Bütün çağlarda nasların lafızlarından istinbat edilen hükümlerin mutlak doğru kabul edilmesi en önemli çıkmazımızı oluşturduğu sanılmaktadır.
Bir de buna sosyal hukuk alanında kurucu imamların dönemsel içtihatlarının katılması ile problemler daha da karmaşık durum arz etmektedir.
Bu durum İslâm’ın değerlerine olan saygının zaman için de yozlaşmasına neden olunmuştur.
Hiç kuşkusuz bu ortak aklın ve genel kabullerin toplumsal değerlerin korunarak geliştirilmesi daha isabetli bir yöntem olarak karşımıza çıkmaktadır.

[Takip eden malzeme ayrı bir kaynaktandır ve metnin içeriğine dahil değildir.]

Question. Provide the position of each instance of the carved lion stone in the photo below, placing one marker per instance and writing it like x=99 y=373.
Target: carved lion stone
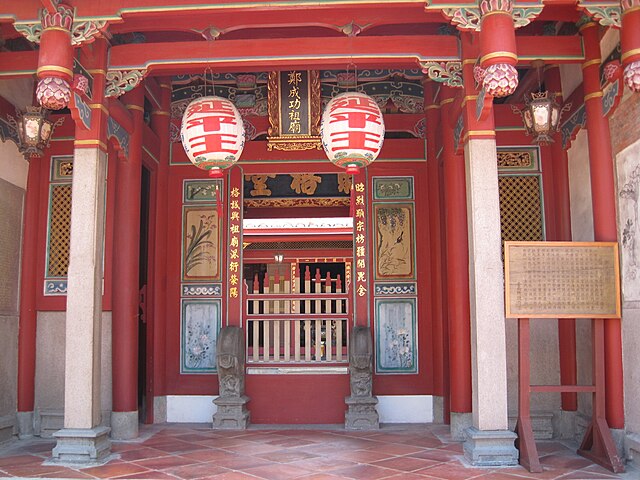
x=232 y=413
x=362 y=413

Hemen her bilgin yürürlük metotları olarak, tarihsellik ve evrensellik, örf üzerine bina kılınan hüküm örfün değişmesiyle değişir, lafız ve mana (mekasid) ilişkisi, din ve şeriat ayrımı, nasların nesih anlayışı, hükmün üzerine bina edildiği illet değişince hüküm de değişir, ehlisünnet/sura ve icma gibi yururluk metotlarıyla aynı gayenin tahakkuku için farklı kavramlar ve yöntemlerle birbirlerini ötekileştirme yolunu seçmişlerdir.
Kavramlara yükledikleri anlamlar ve benimsedikleri metodolojiye göre kendi görüşlerini temellendirmeye çalışmışlar, farklı içtihatlarla farklı yorumlar yapmışlardır.

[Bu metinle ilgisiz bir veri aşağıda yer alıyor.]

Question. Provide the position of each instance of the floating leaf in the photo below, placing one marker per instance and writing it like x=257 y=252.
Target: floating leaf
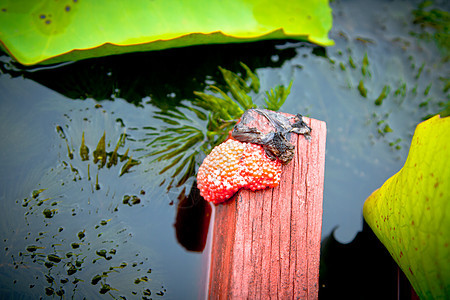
x=410 y=213
x=54 y=31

Bu durumda bilginler, kendi görüşünün dışındaki yorumlara sağır kalmış, her biri karanlıkta kavram dövüşüne başlamış kimin kime ne söylediği tespit edilememiş, ciddi bir ayrışma ve tartışmaya zemin hazırlamışlardır.

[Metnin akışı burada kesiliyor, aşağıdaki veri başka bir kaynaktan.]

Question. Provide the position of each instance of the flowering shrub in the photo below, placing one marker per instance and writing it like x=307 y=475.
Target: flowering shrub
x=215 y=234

Her birinin özde aynı şeyleri söyledikleri, fakat farklı kavramlarla ifade ettikleri, bugün bu kavramlar dövüşü gerçeğin ortaya çıkmasını çoğu kez de engellemiştir.
Bilginlerin bir kısmı İslâm hukukunun yürürlüğünü tarihsel yöntemde görürlerken; bir kısmı örf üzerine bina kılınan hükümlerin örfün değişmesiyle nassın hükmünün değişeceği ilkesini ileri sürmüşlerdir.
Keza bir kısmı nasların mekasıdını ileri sürerek problemi çözmeye çalışmışken; bir kısmı din ve şeriat ayrımı yaparak dinin değişmez ilkelerinin olduğunu şeriatın ise değişebilir özelliğine dikkat çekmişlerdir.
Öte yandan bir kısmı da illetin değişmesiyle hükümlerin değişme ilkesine sığınırken; bir kısmı da özel ve genel ayırımını esas kabul etmişlerdir.
Hiç kuşkusuz bu gayretlerin her biri, problemleri çözmek için İslâm hukukuna yürürlük sağlamak maksadıyla bir gayretin ve algının samimi niyetleridir.
Düşünce dünyasında farklı içtihatların olması kadar doğal bir durum yoktur.
Ancak tüm bu yürürlük içtihatları, bireyleri dışlamak için bir araç olmamalı, aksine zannî nasların anlaşılmasında olabildiğince özgür imkân sunmalıdır.
Bilindiği gibi nasların yorumlarının toplumsal kabul görmesi ve yürürlüğe konulması için ehlisünnet / sûra ile icma anlayışı tam bu noktada önemli bir ilkedir.
Bu içtihatlardan hangisi ortak akılla, sûra ile icma yöntemiyle yürürlük maddesi yaparsa bu ümmet için bağlayıcı olmaktadır.
Bunun için diyanetimiz, bu düşünce üretiminden elde edilen görüşleri analiz ederek toplumun kültürüne en uygun olanına şûra ile icma prensibine göre ortak akılla kararı vermeli, verdiği karar nas (yasa) gibi bağlayıcı olmalıdır.
Ehlisünnet felsefesinin pratik göstergesi tefrikayı değil, hukukta birliği, tevhidi esas alan ümmetin orta yolu ve örnekliği demektir. Saygılarımla.